Back to the chart above; from 1954 to 1981, in the face of rising bond yields and consumer prices the Federal Reserve was forced to tighten its monetary policy frequently and severely as the world was in rebellion against its inflationary, and illegal monetary policy seen below. 

The October 1979 article should be of special interest to us all.  Thirty-five years ago a trend developed in Europe where hotels and restaurants began refusing payment in dollars for services rendered.  It would be a mistake to believe the current mismanagement of the US dollar will not have similar consequences in the global oil market.

In 1981, with US Treasury long bond yields at 15% and just beginning a three decade decline that would eventually bottom at 2.15% in August 2012, the world changed its mind on the subject of monetary inflation.  Paul Volcker and Alan Greenspan became central-banking superstars as monetary inflation no longer flooded into consumer prices, but into the stock, bond and real estate markets.  It’s easy to see this profound shift in market sentiment in the credit spread between the Fed Funds rate and US Treasury long bond yield below.

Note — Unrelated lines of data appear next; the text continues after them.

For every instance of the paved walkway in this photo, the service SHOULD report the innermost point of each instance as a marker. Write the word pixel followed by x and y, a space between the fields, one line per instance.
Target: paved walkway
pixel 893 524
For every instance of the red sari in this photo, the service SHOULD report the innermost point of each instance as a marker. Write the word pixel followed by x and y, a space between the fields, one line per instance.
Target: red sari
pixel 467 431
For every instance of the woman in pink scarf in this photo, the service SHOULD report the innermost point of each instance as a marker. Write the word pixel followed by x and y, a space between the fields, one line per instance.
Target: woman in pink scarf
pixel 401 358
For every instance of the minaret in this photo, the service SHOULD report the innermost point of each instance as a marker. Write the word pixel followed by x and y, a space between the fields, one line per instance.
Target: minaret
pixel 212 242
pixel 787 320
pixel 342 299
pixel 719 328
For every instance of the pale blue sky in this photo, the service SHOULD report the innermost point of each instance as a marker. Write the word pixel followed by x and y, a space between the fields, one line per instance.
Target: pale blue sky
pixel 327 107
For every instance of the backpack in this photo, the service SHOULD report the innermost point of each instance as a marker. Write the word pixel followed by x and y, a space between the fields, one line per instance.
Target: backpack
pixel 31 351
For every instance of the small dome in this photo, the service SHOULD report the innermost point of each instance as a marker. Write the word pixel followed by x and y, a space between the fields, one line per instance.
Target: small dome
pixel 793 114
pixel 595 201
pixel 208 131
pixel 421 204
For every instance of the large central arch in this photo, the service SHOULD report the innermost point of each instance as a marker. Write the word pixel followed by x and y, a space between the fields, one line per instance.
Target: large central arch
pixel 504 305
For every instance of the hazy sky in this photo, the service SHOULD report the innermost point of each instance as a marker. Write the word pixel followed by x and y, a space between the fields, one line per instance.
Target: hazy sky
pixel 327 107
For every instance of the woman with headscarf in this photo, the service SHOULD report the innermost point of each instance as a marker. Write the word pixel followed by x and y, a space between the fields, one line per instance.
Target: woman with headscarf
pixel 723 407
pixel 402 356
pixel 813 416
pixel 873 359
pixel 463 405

Before 1981, the Federal Reserve had the yield curve inverted (Fed Funds above US Treasury long bond yield = tight money and hard times) more frequently than not.  Beginning in the 1960s, each new cycle of tight money was more extreme than the previous one, until Paul Volcker eventually raised the Fed Funds rate to 22% in 1981, far above the US Treasury’s long bond yield (see two charts up). 

After 1981, monetary inflation no longer flowed into the gas pump but gushed into Wall Street.  The Federal Reserve became a serial blower of inflationary bubbles in the world’s financial markets as is evident in the chart above.  Rarely did the Fed invert the yield curve, and when they did it wasn’t by much, but every time they did an inflationary bubble popped somewhere in the financial markets. 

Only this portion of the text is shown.